The jury certainly is still out on overall concept of mixed waste processing facilities — often called by their more colorful nickname “dirty MRFs.”
And the question of whether these facilities that harvest recyclables, including plastics, directly from garbage will be ultimately economically viable on a wide scale just got murkier with the closure of one such site in Alabama.
Reports out of Montgomery, Ala., show that the Infinitus Energy LLC has “temporarily” closed its $35 million Advanced Mixed Materials Recovery Facility that opened just last year. Waste, including recyclables that were once extracted at the materials recovery facility, is now heading straight to the landfill.
“One key element of a successful materials recycling program is the ability to sell recovered material at a price that will support the recycling process,” said Infinitus CEO Kyle Mowitz said in a statement. “While our customers have been satisfied with the material we have reclaimed, unfortunately the market price for these materials have dropped dramatically.”

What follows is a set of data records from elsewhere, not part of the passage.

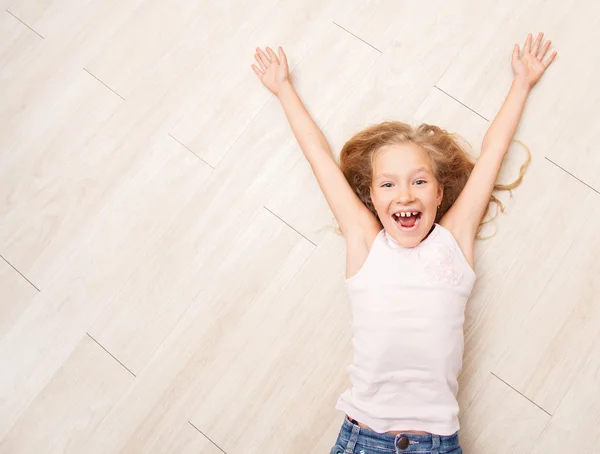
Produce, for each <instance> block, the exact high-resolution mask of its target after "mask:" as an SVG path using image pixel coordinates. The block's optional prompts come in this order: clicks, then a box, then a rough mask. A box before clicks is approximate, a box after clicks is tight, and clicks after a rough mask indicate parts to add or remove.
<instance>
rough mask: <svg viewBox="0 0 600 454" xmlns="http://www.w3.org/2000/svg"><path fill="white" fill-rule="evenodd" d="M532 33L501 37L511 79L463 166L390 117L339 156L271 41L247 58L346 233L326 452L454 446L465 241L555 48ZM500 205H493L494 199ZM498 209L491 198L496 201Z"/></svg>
mask: <svg viewBox="0 0 600 454" xmlns="http://www.w3.org/2000/svg"><path fill="white" fill-rule="evenodd" d="M542 38H543V34H542V33H540V34H539V35H538V37H537V39H536V41H535V43H534V44H533V47H532V46H531V40H532V35H531V34H529V35H528V36H527V39H526V41H525V45H524V48H523V52H522V53H521V52H520V50H519V46H518V45H515V47H514V51H513V55H512V69H513V72H514V81H513V83H512V86H511V89H510V92H509V94H508V96H507V98H506V100H505V102H504V104H503V106H502V108H501V109H500V112H499V113H498V115H497V117H496V118H495V119H494V121H493V122H492V124H491V126H490V128H489V130H488V132H487V133H486V135H485V138H484V141H483V144H482V149H481V153H480V156H479V159H478V160H477V162H476V163H475V164H474V163H473V162H471V160H470V159H469V157H468V155H467V153H466V152H465V151H464V150H463V149H462V148H461V147H460V146H459V145H458V144H457V142H456V141H455V139H454V137H453V136H454V135H453V134H449V133H448V132H447V131H445V130H443V129H440V128H438V127H436V126H432V125H427V124H422V125H420V126H419V127H417V128H413V127H411V126H410V125H407V124H404V123H400V122H384V123H382V124H378V125H374V126H370V127H369V128H367V129H365V130H364V131H361V132H359V133H358V134H356V135H355V136H354V137H352V138H351V139H350V140H349V141H348V142H347V143H346V144H345V145H344V147H343V149H342V151H341V153H340V166H339V167H338V165H337V163H336V161H335V160H334V158H333V156H332V153H331V149H330V147H329V145H328V143H327V141H326V139H325V137H324V135H323V134H322V132H321V131H320V130H319V128H318V127H317V125H316V124H315V123H314V121H313V120H312V119H311V117H310V115H309V114H308V112H307V111H306V109H305V108H304V106H303V104H302V102H301V101H300V99H299V97H298V95H297V94H296V92H295V90H294V88H293V87H292V85H291V83H290V81H289V70H288V65H287V58H286V55H285V53H284V52H283V49H282V48H281V47H280V48H279V50H278V53H279V57H278V56H277V55H275V53H274V52H273V50H272V49H271V48H269V47H267V48H266V50H267V54H265V53H264V52H263V51H262V50H260V49H259V48H257V53H256V54H255V55H254V56H255V58H256V60H257V62H258V65H259V66H260V67H257V66H256V65H252V68H253V70H254V72H255V73H256V75H257V76H258V77H259V78H260V80H261V81H262V83H263V84H264V85H265V87H267V89H269V90H270V91H271V92H272V93H273V94H275V95H276V96H277V97H278V98H279V100H280V101H281V104H282V106H283V109H284V111H285V114H286V116H287V118H288V120H289V123H290V126H291V128H292V131H293V133H294V135H295V137H296V139H297V140H298V143H299V145H300V147H301V149H302V151H303V153H304V155H305V156H306V158H307V159H308V161H309V163H310V165H311V168H312V170H313V172H314V174H315V176H316V178H317V181H318V183H319V186H320V187H321V190H322V191H323V193H324V195H325V198H326V199H327V202H328V204H329V206H330V208H331V210H332V211H333V214H334V216H335V218H336V220H337V222H338V224H339V226H340V230H341V233H342V234H343V235H344V238H345V242H346V276H348V277H346V279H345V284H346V288H347V291H348V295H349V298H350V302H351V306H352V315H353V328H354V338H353V346H354V361H353V363H352V364H351V365H350V366H349V367H348V372H349V374H350V379H351V382H352V387H351V388H350V389H347V390H346V391H344V393H343V394H342V395H341V396H340V397H339V399H338V401H337V404H336V409H339V410H342V411H343V412H344V413H345V414H346V417H345V418H344V422H343V424H342V427H341V430H340V432H339V435H338V438H337V440H336V443H335V446H334V447H333V449H332V450H331V454H342V453H346V454H352V453H359V454H374V453H378V454H384V453H390V454H392V453H399V452H407V453H408V452H413V453H417V452H418V453H432V454H434V453H436V454H437V453H440V454H441V453H452V454H457V453H462V449H461V447H460V444H459V440H458V429H459V421H458V411H459V408H458V402H457V399H456V396H457V392H458V375H459V373H460V371H461V368H462V355H463V322H464V309H465V305H466V302H467V299H468V298H469V296H470V294H471V290H472V288H473V285H474V283H475V279H476V275H475V272H474V271H473V262H474V260H473V249H474V248H473V246H474V241H475V239H476V237H477V233H478V232H479V228H480V225H481V221H482V219H483V217H484V216H485V214H486V213H487V209H488V206H489V202H490V201H495V202H497V203H499V201H498V200H497V199H496V198H495V197H494V196H493V195H492V191H493V190H494V189H511V188H513V187H515V186H516V185H517V184H518V183H520V180H521V178H522V177H523V173H524V171H525V169H526V167H527V165H528V163H529V160H530V159H531V155H530V156H529V160H528V161H527V163H526V164H525V165H524V166H522V167H521V175H520V176H519V179H517V181H516V182H515V183H513V184H512V185H509V186H502V185H496V184H495V182H496V179H497V177H498V173H499V172H500V167H501V165H502V161H503V159H504V156H505V155H506V152H507V151H508V148H509V145H510V143H511V142H512V138H513V136H514V133H515V130H516V128H517V125H518V123H519V120H520V118H521V113H522V111H523V108H524V105H525V102H526V100H527V97H528V95H529V93H530V91H531V89H532V88H533V86H534V85H535V84H536V82H537V81H538V80H539V79H540V77H541V76H542V74H543V73H544V71H545V70H546V68H548V66H549V65H550V63H552V61H553V60H554V57H555V56H556V51H554V52H553V53H552V54H551V55H550V56H549V58H548V59H547V60H546V61H543V59H544V56H545V54H546V52H547V50H548V48H549V46H550V41H548V42H546V44H545V46H544V47H543V48H542V49H540V45H541V42H542ZM500 206H501V204H500ZM502 211H504V210H503V208H502Z"/></svg>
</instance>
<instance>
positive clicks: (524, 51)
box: [523, 33, 531, 53]
mask: <svg viewBox="0 0 600 454" xmlns="http://www.w3.org/2000/svg"><path fill="white" fill-rule="evenodd" d="M525 52H531V33H529V34H528V35H527V39H526V40H525V44H523V53H525Z"/></svg>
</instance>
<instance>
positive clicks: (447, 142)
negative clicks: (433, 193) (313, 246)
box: [335, 121, 531, 239]
mask: <svg viewBox="0 0 600 454" xmlns="http://www.w3.org/2000/svg"><path fill="white" fill-rule="evenodd" d="M459 140H464V141H465V142H466V143H467V144H468V142H467V141H466V140H465V139H463V138H462V137H460V136H459V135H458V134H455V133H449V132H448V131H446V130H444V129H442V128H439V127H437V126H434V125H429V124H425V123H423V124H421V125H419V126H418V127H416V128H414V127H413V126H412V125H410V124H407V123H403V122H400V121H385V122H383V123H380V124H376V125H372V126H369V127H368V128H366V129H364V130H362V131H360V132H358V133H357V134H355V135H354V136H352V137H351V138H350V140H348V141H347V142H346V143H345V144H344V146H343V148H342V150H341V152H340V158H339V161H340V163H339V165H340V168H341V170H342V172H343V174H344V176H345V177H346V180H348V183H349V184H350V186H351V187H352V190H353V191H354V193H355V194H356V195H357V196H358V198H359V199H360V200H361V201H362V202H363V203H364V204H365V206H366V207H367V208H368V209H369V210H370V211H371V212H372V213H373V214H374V215H375V218H376V219H378V220H379V217H378V215H377V211H376V210H375V207H374V206H373V202H372V200H371V195H370V187H371V184H372V175H373V163H374V160H375V156H376V153H377V151H378V150H379V149H380V148H382V147H384V146H388V145H395V144H400V143H403V142H412V143H414V144H416V145H419V146H421V147H422V148H423V149H425V151H427V153H428V154H429V156H430V158H431V161H432V168H433V173H434V176H435V178H436V180H437V181H438V183H440V184H442V185H443V186H444V197H443V200H442V203H441V205H440V209H439V210H438V212H437V215H436V218H435V221H434V222H439V221H440V219H441V218H442V217H443V216H444V214H446V212H447V211H448V210H449V209H450V207H451V206H452V204H453V203H454V202H455V201H456V199H457V198H458V196H459V195H460V193H461V192H462V190H463V188H464V187H465V185H466V184H467V180H468V179H469V176H470V175H471V172H472V171H473V168H474V167H475V161H474V160H473V159H472V158H471V156H470V155H469V154H468V153H467V152H466V151H465V149H463V148H462V147H461V146H460V145H459V143H458V142H459ZM515 141H516V142H519V143H520V144H521V145H523V146H524V147H525V148H526V149H527V152H528V155H529V156H528V158H527V161H526V162H525V163H524V164H522V165H521V169H520V171H519V177H518V178H517V179H516V180H515V181H514V182H512V183H510V184H506V185H505V184H496V185H494V190H506V191H509V193H510V196H511V197H512V191H511V189H514V188H515V187H517V186H518V185H519V184H520V183H521V181H522V180H523V175H524V174H525V171H526V170H527V167H528V166H529V163H530V162H531V150H529V148H528V147H527V146H526V145H525V144H523V143H522V142H520V141H518V140H515ZM469 147H470V144H469ZM471 148H472V147H471ZM490 202H495V203H496V204H497V205H498V206H499V207H500V211H502V212H504V206H503V205H502V202H501V201H500V200H498V199H497V198H496V197H495V196H494V195H493V194H492V195H491V197H490ZM489 211H490V205H488V208H487V210H486V212H485V215H484V218H485V216H486V215H487V214H488V213H489ZM497 215H498V210H496V215H495V216H494V217H493V218H492V219H489V220H488V221H485V222H481V223H480V225H479V228H478V229H477V237H476V238H479V239H488V238H491V236H490V237H486V238H480V237H479V232H480V230H481V227H482V226H483V225H484V224H487V223H488V222H490V221H492V220H494V219H495V218H496V216H497ZM379 222H380V223H381V221H379ZM336 224H337V223H336ZM335 231H336V233H338V234H341V233H342V232H341V231H340V229H339V225H337V226H336V230H335ZM492 236H493V235H492Z"/></svg>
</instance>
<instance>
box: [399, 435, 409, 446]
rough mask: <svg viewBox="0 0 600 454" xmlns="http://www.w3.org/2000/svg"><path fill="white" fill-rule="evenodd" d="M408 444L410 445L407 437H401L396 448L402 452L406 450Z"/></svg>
mask: <svg viewBox="0 0 600 454" xmlns="http://www.w3.org/2000/svg"><path fill="white" fill-rule="evenodd" d="M409 444H410V443H409V441H408V437H407V436H405V435H403V436H401V437H400V438H399V439H398V447H399V448H400V449H403V450H404V449H406V448H408V445H409Z"/></svg>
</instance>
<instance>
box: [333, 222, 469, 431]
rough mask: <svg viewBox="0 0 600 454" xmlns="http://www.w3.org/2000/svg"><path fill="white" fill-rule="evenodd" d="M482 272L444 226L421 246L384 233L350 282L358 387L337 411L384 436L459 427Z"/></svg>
mask: <svg viewBox="0 0 600 454" xmlns="http://www.w3.org/2000/svg"><path fill="white" fill-rule="evenodd" d="M475 279H476V276H475V272H474V271H473V270H472V269H471V267H470V265H469V263H468V262H467V260H466V259H465V257H464V255H463V254H462V251H461V250H460V248H459V246H458V244H457V242H456V240H455V239H454V237H453V236H452V234H451V233H450V232H449V231H448V230H447V229H445V228H444V227H442V226H441V225H439V224H437V223H436V224H434V229H433V231H432V232H431V233H430V234H429V236H428V237H427V238H425V240H423V241H421V243H420V244H419V245H417V246H416V247H414V248H405V247H403V246H401V245H400V244H398V243H397V242H396V240H394V239H393V238H392V237H391V236H389V235H386V232H385V229H382V230H381V231H380V232H379V233H378V234H377V237H376V239H375V241H374V242H373V245H372V247H371V250H370V251H369V255H368V256H367V259H366V261H365V263H364V264H363V266H362V268H361V269H360V270H359V271H358V273H356V274H355V275H354V276H352V277H350V278H349V279H345V285H346V289H347V291H348V296H349V299H350V304H351V307H352V317H353V322H352V326H353V329H354V336H353V339H352V343H353V346H354V360H353V362H352V364H350V365H349V366H348V367H347V370H348V373H349V374H350V381H351V383H352V386H351V388H349V389H347V390H345V391H344V392H343V393H342V395H341V396H340V397H339V399H338V401H337V403H336V407H335V408H336V409H338V410H341V411H343V412H345V413H346V414H347V415H348V416H350V417H351V418H354V419H356V420H357V421H359V422H361V423H363V424H366V425H367V426H369V427H371V428H372V429H373V430H375V431H376V432H379V433H383V432H388V431H393V430H419V431H426V432H431V433H435V434H438V435H452V434H453V433H454V432H456V431H457V430H458V429H459V422H458V411H459V408H458V401H457V400H456V395H457V393H458V375H459V373H460V371H461V368H462V356H463V347H464V337H463V323H464V311H465V306H466V302H467V300H468V298H469V296H470V294H471V291H472V289H473V286H474V284H475Z"/></svg>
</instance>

Scott Saunders, general manager of KW Plastics Recycling Division in Troy, Ala., at a recent conference spoke about the need to give these mixed waste processing facilities a chance to help provide plastics to recyclers who need more materials.
But there have been lingering questions about the quality of the recyclables coming out of these sites due to contamination from the waste. Saunders told conference attendees that the quality of the plastics coming from dirty MRFS is the same as those coming from traditional recycling facilities.

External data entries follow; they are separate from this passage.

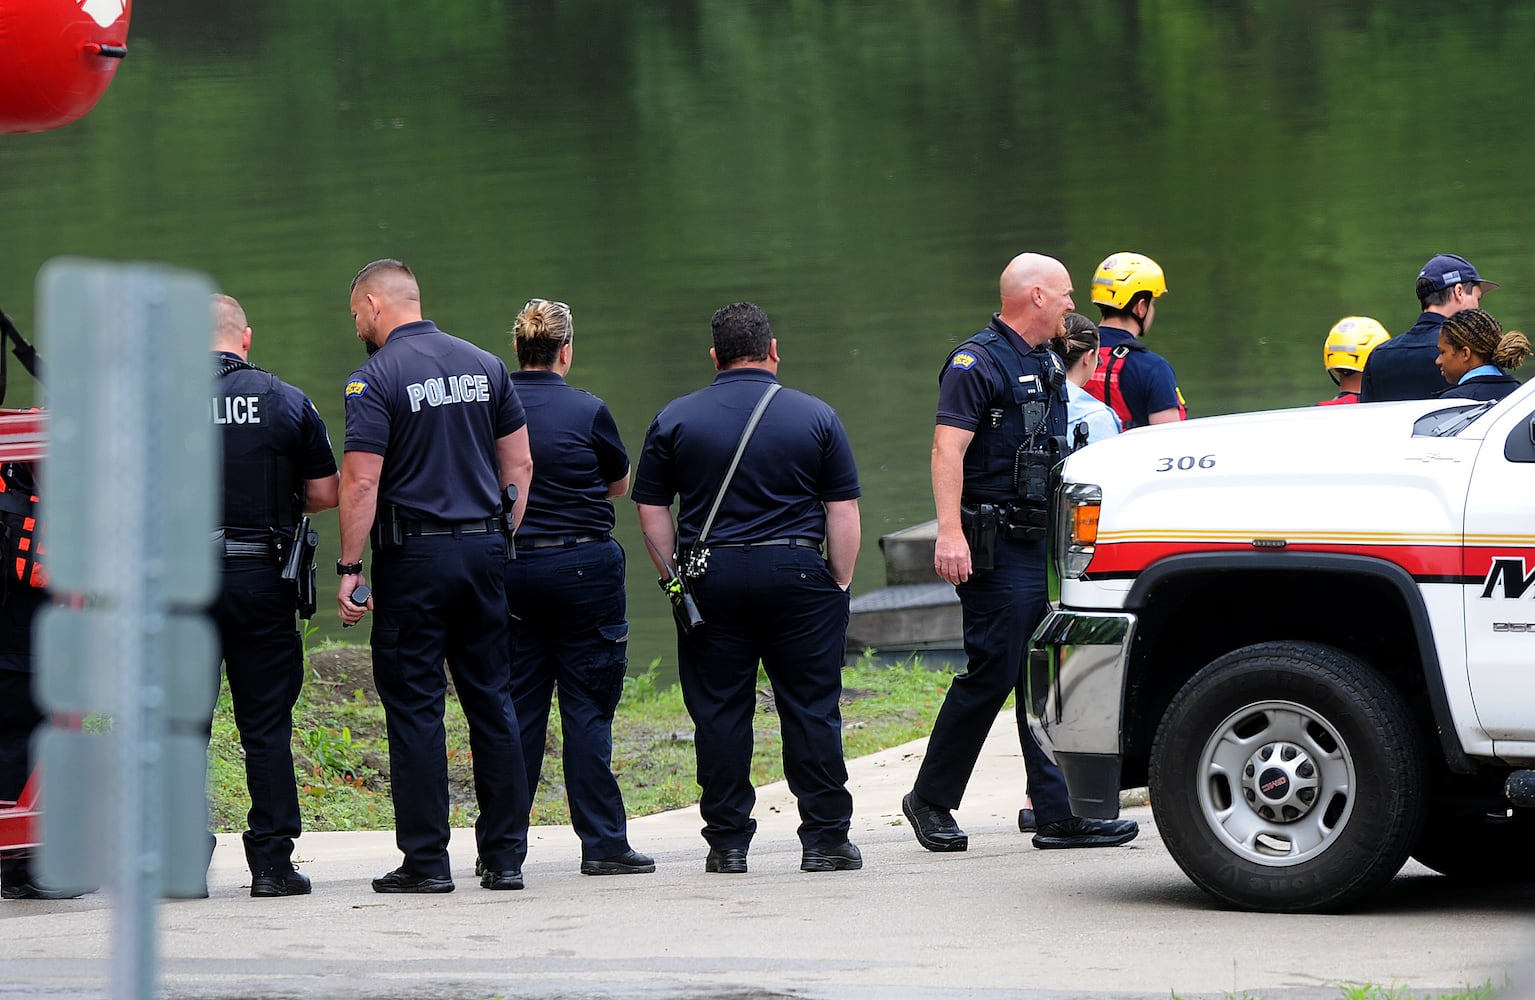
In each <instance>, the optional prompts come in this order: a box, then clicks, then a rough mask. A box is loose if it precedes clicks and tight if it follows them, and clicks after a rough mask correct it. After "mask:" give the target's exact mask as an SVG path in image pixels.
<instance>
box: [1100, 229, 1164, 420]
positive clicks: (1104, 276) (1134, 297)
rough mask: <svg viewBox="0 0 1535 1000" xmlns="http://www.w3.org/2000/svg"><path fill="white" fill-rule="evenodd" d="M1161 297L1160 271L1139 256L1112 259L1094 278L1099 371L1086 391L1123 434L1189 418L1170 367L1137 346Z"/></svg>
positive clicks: (1162, 357)
mask: <svg viewBox="0 0 1535 1000" xmlns="http://www.w3.org/2000/svg"><path fill="white" fill-rule="evenodd" d="M1165 293H1167V278H1165V276H1164V273H1162V266H1160V264H1157V263H1156V261H1154V260H1151V258H1150V257H1145V255H1142V253H1130V252H1122V253H1111V255H1108V257H1105V258H1104V261H1102V263H1101V264H1099V266H1098V270H1094V272H1093V290H1091V296H1093V304H1096V306H1098V312H1099V313H1101V315H1102V323H1101V326H1099V349H1098V353H1099V361H1101V366H1099V367H1098V370H1096V372H1093V376H1091V379H1088V382H1087V386H1085V389H1087V392H1090V393H1091V395H1093V396H1094V398H1096V399H1101V401H1102V402H1104V404H1105V406H1108V409H1111V410H1113V412H1114V413H1116V415H1117V416H1119V421H1121V424H1122V425H1124V429H1125V430H1130V429H1131V427H1147V425H1150V424H1170V422H1174V421H1180V419H1187V418H1188V407H1187V406H1185V404H1183V393H1182V390H1179V387H1177V376H1176V375H1174V373H1173V366H1171V364H1170V363H1168V361H1167V358H1164V356H1162V355H1159V353H1156V352H1153V350H1148V349H1147V346H1145V344H1144V343H1141V341H1142V339H1144V338H1145V335H1147V333H1150V332H1151V324H1153V323H1154V321H1156V300H1159V298H1160V296H1162V295H1165Z"/></svg>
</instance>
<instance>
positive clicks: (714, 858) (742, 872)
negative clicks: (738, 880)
mask: <svg viewBox="0 0 1535 1000" xmlns="http://www.w3.org/2000/svg"><path fill="white" fill-rule="evenodd" d="M703 869H705V871H706V873H715V874H721V876H744V874H746V848H721V849H718V851H709V856H708V857H706V859H703Z"/></svg>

Infinitus plans to meet “with all project participants” and city officials in the weeks ahead “to review a detailed plan that would allow us to resume operations,” the company's statement reads.

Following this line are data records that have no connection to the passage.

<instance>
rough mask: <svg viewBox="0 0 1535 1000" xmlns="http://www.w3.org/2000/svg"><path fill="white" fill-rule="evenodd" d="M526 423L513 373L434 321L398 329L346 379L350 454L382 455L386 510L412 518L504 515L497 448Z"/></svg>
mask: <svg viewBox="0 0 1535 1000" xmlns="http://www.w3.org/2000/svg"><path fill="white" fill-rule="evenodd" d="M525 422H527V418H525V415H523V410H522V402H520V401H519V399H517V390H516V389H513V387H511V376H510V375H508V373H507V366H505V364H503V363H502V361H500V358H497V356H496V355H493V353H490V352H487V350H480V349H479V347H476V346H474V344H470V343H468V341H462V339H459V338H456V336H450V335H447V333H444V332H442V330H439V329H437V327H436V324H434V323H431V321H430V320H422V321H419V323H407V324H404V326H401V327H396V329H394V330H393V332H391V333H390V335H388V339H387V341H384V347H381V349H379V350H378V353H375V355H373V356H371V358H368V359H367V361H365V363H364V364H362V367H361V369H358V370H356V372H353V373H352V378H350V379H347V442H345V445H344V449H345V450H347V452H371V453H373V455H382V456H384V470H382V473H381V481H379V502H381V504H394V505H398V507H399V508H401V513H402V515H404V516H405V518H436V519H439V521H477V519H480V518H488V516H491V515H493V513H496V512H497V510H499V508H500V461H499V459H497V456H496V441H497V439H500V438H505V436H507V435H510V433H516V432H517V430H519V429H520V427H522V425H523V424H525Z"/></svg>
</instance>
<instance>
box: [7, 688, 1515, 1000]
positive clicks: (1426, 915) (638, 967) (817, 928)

“The proposed plans will require cooperative efforts on all fronts, to deal with current market pricing issues. However, it is possible to minimize the impact these temporary conditions will have on the City's long term goals of recycling and diversion, by keeping the facility in operations and working together until the markets improve,” the statement reads.
About 100 people work at the site, according to the Montgomery Advertiser newspaper.